Although the whole poll is somewhat tongue-in-cheek — the “miracle” option is a clever reference to the Railway Ministry spokesman’s disaster of a press conference last week — netizens may not be wrong to call the report a miracle, especially in the midst of a new nationwide campaign cracking down on gaming addiction by beginning work on a real-name gaming system to be implemented nationwide. From the Jiefang Daily via Marbridge Consulting:
Eight Chinese government ministries and agencies recently released a joint “Memorandum Regarding the Initiation of Work on a Real-Name Verification System to Prevent Online Gaming Addiction.” China’s General Administration of Press and Publication (GAPP), the Civilization Office of the Central Communist Party Committee, the Ministry of Education, the Ministry of Public Security, the Ministry of Industry and Information Technology (MIIT), the Central Committee of the Communist Youth League, the All China Women’s Federation, and the China National Committee for the Well-being of the Youth all participated in drafting the memorandum. At a press conference in Shanghai on July 29, GAPP announced that as of July 28, all online game operators nationwide had begun implementing anti-addiction real-name verification measures in their games. The testing period for the system will last until September 30, 2011, after which the system will be officially implemented starting October 1.
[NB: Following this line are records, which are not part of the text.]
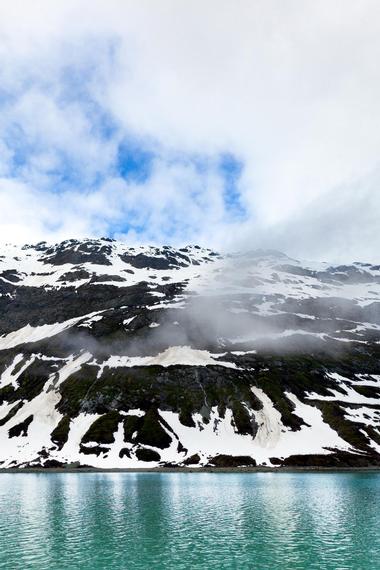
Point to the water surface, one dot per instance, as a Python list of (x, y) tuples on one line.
[(190, 521)]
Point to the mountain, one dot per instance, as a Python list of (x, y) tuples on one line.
[(123, 357)]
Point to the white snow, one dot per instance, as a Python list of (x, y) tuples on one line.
[(174, 355)]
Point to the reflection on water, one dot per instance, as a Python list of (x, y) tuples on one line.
[(190, 521)]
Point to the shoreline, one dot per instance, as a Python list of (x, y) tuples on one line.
[(160, 470)]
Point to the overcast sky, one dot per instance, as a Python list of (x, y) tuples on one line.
[(234, 124)]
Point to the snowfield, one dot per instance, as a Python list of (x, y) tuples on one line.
[(120, 357)]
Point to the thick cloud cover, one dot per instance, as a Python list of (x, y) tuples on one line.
[(234, 124)]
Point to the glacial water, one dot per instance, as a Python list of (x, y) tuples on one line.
[(190, 521)]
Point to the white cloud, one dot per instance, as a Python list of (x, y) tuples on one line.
[(291, 88)]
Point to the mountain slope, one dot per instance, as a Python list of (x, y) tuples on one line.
[(113, 356)]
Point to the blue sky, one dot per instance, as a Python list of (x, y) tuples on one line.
[(233, 125)]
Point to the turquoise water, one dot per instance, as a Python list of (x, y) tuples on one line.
[(190, 521)]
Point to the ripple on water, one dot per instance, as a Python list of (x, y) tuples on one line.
[(198, 521)]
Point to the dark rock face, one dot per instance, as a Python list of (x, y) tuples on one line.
[(232, 461), (124, 355)]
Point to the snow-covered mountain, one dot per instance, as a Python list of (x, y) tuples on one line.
[(114, 356)]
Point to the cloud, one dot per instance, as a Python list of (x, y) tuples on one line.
[(117, 116)]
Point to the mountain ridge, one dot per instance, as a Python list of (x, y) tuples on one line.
[(127, 357)]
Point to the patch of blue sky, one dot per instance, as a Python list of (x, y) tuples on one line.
[(134, 161), (231, 169)]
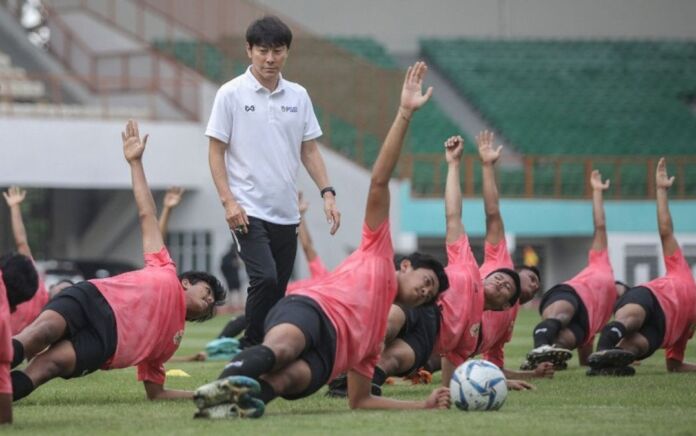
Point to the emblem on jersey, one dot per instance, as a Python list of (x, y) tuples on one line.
[(474, 329), (177, 337)]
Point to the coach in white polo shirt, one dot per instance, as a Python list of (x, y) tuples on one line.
[(261, 127)]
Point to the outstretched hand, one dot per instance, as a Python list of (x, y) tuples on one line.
[(596, 181), (412, 97), (173, 196), (15, 195), (487, 153), (133, 146), (439, 399), (454, 146), (662, 179)]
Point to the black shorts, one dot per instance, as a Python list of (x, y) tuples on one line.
[(580, 322), (653, 327), (320, 337), (420, 332), (91, 326)]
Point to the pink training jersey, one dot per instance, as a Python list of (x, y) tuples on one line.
[(596, 288), (356, 297), (150, 311), (676, 293), (28, 311), (496, 326), (6, 352), (461, 307)]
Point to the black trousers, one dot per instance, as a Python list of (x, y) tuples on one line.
[(268, 252)]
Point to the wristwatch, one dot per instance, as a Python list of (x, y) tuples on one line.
[(327, 189)]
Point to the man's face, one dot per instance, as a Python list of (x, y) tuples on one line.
[(267, 62), (530, 285), (199, 299), (498, 288), (416, 286)]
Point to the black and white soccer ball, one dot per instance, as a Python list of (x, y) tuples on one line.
[(478, 385)]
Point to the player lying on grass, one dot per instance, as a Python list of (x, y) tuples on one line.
[(133, 319), (657, 314), (573, 312), (337, 323), (413, 332), (18, 284)]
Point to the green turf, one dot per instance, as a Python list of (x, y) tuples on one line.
[(652, 402)]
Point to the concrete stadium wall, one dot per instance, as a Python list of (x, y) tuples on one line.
[(400, 23)]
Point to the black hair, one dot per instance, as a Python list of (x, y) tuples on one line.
[(422, 260), (219, 291), (269, 31), (20, 277), (515, 278)]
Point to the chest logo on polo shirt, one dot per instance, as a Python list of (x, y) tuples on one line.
[(177, 337), (474, 329)]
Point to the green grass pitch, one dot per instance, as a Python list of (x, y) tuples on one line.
[(112, 402)]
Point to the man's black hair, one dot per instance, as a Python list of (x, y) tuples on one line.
[(20, 277), (515, 278), (219, 291), (422, 260), (269, 31)]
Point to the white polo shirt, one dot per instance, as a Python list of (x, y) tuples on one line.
[(264, 132)]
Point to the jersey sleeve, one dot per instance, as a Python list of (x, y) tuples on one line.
[(152, 372), (377, 242), (312, 130), (221, 117)]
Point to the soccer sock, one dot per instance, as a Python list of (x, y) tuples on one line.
[(267, 392), (546, 331), (21, 385), (252, 362), (611, 334), (18, 356), (379, 376)]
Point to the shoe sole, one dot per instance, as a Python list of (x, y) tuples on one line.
[(611, 358), (227, 390), (557, 356)]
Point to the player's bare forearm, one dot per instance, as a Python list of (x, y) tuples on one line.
[(156, 391)]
Unsurprisingly, WOW gamers are less excited about this measure than they are about the unprecedented praise from CCTV. But real-name systems are already in place at Chinese internet cafes, and most gamers probably aren’t too shocked to hear that the regulations will be taken a step further this October.
In fact, to some of them, it may even not make a difference. The Korea Herald reports that some Chinese gamers are using hacked Korean social security numbers to play their games on Korean servers rather than Chinese ones.
A quick search using the keywords, “Korean social security numbers,” on Baidu, a Chinese Internet search engine, showed about 1.39 million results.
And sites like these offer stolen identities for as little as 100 won ($.09), complete with social security numbers, addresses, cell phone numbers and even when and what kind of credit card the owner registered for.
Ultimately, though, China will do what it can to foster the domestic gaming industry. The same CCTV report that praised WOW also noted that China has 24 million online gamers, and the economic implications of that are not lost on anyone. The positive report on WOW may be best understood as an attempt to spur domestic developers into creating a product that could meet or exceed the quality standards evident in Blizzard’s international mega-hit, and thus capture the domestic market, and maybe some of the international market too.
Now may even be the right time for Chinese companies to move, as WoW’s active subscriber rate has now been declining for two quarters in a row. On the other hand, they’re also working on a new, as-yet-unannounced MMO project that’s sure to present a stiff challenge to all competitors, foreign and domestic, whenever it is released.